Federal Policy Brief | September 24, 2013
For several years, advocates and congressional committee staff have been working on technical reforms to the Section 8 Housing Choice Voucher program, which is the federal government’s most widely-used form of low-income housing assistance, providing rental and utility payments to roughly 2 million households.
There has not been a major overhaul of Section 8 since the late-1990s. Changes are needed to improve its efficiency and protect those served. In response, the House Financial Services Committee has released a series of discussion draft bills that would make major modifications to the voucher program. Previous iterations have gone by the names of SEVRA and SESA. The most recent version, the Affordable Housing and Self-Sufficiency Improvement Act (AHSSIA), includes several critical adjustments to Section 8 that are especially relevant to homeless people. This Act, however, died at the end of the 112th Congress and no comprehensive reform legislation has yet been taken up by the 113th Congress.
National and local organizations have agreed upon ten basic tenets to be included in the reform legislation, including:
• Streamlining voucher housing quality inspections and protecting families living in units where repairs are needed to meet quality standards;
• Measures to streamline rent calculations and income determinations;
• A modest raise in rental assistance income targeting limits to admit more working poor families, particularly in rural areas;
• Making housing agencies’ voucher funding allocations more stable and predictable while still permitting appropriators to set the overall annual funding level;
• Providing agencies added flexibility ability to enter into “project-based” voucher agreements to preserve and develop affordable housing;
• Making the admissions process for the housing voucher program fairer and more effective at serving homeless applicants by limiting screening to criteria related to suitability as a tenant;
• Authorizing the Rental Assistance Demonstration to test strategies to leverage private funds to address public housing capital needs and preserve units assisted through the Section 8 Moderate Rehabilitation program;
• Strengthening and making families served by the project-based Section 8 program eligible for the Family Self-Sufficiency program, which provides rental assistance recipients job counseling and financial incentives to work and save;
• Providing added flexibility for a limited number of high-capacity housing agencies to meet their local housing needs, along with essential protections safeguarding low-income families’ rights and ensuring that agencies maintain the number of families they assist; and
• Providing for HUD to make available translations of key forms and documents for assistance recipients with limited English proficiency.

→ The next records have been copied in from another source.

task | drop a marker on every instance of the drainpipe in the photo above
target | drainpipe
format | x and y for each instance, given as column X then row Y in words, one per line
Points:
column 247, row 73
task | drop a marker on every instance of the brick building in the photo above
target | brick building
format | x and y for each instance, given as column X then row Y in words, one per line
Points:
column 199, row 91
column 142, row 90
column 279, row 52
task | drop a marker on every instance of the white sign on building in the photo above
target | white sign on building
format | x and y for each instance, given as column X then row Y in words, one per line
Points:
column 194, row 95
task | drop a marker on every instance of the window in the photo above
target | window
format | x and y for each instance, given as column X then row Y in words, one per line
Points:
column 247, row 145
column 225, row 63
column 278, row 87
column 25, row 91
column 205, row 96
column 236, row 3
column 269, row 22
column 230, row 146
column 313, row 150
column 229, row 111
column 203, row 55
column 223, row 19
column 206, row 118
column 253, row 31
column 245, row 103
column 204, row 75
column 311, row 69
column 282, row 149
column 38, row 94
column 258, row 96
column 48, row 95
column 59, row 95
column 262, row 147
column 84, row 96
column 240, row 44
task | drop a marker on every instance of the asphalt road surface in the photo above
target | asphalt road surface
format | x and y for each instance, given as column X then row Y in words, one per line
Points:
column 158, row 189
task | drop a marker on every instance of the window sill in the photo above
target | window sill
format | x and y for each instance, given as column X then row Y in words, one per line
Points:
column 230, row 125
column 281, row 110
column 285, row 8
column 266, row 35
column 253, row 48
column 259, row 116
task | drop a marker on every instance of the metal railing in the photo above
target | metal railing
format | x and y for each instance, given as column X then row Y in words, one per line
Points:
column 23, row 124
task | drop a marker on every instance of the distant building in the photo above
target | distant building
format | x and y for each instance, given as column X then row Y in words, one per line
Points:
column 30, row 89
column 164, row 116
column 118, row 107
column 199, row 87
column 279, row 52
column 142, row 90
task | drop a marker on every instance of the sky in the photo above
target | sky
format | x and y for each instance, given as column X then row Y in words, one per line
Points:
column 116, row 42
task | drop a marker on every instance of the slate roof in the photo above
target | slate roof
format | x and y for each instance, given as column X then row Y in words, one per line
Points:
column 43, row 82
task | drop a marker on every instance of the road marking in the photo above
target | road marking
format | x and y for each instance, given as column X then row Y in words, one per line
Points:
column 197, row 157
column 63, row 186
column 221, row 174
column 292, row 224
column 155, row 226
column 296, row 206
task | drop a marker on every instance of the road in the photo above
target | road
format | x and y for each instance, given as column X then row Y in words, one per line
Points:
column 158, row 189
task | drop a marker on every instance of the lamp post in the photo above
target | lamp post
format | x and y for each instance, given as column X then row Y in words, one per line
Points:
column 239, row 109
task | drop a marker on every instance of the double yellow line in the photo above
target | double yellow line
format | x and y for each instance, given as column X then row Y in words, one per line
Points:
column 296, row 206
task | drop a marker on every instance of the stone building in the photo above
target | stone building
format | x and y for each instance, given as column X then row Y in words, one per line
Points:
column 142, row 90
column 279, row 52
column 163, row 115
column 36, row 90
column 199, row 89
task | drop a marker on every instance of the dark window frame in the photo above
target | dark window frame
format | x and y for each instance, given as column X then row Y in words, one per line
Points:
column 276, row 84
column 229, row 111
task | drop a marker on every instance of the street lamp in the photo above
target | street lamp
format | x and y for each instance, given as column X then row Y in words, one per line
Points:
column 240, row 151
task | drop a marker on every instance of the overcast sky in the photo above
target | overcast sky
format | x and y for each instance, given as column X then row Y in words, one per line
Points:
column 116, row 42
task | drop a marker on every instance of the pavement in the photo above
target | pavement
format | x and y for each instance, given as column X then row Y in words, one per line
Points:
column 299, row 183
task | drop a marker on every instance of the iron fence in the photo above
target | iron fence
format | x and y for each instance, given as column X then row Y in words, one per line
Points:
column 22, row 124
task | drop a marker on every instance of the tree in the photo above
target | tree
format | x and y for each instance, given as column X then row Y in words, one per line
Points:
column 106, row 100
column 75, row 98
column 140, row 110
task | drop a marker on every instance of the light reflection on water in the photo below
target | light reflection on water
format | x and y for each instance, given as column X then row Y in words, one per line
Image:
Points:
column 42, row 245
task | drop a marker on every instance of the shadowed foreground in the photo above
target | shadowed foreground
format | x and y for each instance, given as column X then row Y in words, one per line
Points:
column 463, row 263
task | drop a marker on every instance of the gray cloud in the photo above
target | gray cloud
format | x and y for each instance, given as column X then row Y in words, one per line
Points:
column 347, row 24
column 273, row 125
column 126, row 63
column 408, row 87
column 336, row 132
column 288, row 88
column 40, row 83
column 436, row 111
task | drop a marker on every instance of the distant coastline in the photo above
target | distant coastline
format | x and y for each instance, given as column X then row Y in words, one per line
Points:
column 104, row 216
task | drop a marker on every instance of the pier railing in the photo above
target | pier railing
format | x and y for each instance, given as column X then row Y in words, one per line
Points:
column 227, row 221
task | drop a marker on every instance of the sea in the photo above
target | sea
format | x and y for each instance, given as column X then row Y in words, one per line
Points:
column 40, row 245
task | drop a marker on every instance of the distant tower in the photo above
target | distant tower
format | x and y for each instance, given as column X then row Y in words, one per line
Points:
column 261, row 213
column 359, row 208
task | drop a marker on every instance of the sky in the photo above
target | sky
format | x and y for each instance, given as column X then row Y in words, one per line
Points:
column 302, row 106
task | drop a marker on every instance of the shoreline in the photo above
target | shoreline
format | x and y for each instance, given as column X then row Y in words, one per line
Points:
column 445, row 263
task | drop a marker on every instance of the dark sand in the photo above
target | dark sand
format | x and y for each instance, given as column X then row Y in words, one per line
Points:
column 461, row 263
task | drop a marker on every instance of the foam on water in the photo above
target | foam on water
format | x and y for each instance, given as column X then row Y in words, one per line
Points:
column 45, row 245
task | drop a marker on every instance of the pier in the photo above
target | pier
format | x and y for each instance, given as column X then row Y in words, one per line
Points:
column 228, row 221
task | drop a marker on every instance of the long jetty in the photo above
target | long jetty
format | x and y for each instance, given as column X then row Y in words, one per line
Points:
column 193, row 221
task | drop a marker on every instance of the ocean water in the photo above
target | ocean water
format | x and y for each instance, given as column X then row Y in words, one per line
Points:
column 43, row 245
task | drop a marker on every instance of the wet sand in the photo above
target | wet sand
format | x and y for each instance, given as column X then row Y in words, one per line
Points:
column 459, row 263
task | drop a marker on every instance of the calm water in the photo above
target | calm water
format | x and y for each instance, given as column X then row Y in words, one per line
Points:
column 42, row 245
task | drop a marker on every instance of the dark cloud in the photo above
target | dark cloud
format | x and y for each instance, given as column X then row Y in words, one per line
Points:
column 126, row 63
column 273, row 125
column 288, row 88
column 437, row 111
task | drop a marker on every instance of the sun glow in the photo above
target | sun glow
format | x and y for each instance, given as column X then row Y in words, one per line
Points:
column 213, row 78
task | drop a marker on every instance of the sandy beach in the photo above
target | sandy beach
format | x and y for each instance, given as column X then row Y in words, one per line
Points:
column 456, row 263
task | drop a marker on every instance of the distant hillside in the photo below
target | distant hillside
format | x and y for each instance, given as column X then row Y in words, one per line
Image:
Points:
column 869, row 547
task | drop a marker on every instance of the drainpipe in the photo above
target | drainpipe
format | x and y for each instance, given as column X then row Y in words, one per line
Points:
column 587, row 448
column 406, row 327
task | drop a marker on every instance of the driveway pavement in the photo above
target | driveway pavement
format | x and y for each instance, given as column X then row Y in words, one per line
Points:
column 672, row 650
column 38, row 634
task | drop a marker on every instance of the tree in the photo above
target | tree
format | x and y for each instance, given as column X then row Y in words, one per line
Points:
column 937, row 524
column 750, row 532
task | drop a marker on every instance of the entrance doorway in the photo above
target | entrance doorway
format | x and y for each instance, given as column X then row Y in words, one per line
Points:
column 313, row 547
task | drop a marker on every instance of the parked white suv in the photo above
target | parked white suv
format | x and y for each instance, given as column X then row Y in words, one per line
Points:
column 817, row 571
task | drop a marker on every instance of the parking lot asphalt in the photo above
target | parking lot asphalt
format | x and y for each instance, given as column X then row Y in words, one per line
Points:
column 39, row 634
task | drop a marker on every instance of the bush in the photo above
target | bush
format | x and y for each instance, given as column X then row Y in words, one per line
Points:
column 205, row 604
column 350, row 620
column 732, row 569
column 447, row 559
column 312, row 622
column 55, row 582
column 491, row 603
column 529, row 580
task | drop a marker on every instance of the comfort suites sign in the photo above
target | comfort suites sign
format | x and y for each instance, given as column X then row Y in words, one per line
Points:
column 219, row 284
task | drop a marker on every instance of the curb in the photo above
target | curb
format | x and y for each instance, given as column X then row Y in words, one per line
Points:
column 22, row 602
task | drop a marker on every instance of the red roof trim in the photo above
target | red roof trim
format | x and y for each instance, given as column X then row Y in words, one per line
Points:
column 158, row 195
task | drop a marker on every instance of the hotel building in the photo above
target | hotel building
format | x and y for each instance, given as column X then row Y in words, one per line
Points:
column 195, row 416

There has been committee work on Section 8 reform, but no comprehensive bill has been introduced in this Congress that includes this entire package of reforms. It is likely that if such legislation passes Congress, it will be through appropriations legislation; however, the Appropriations Committees in the House and Senate are unlikely to include it without a clear signal from the authorizing committees that there is bipartisan, bicameral agreement.
The Alliance encourages Congress to enact legislation that improves the Section 8 voucher program in a way that is favorable to PHAs, homeless, and low-income populations as quickly as possible.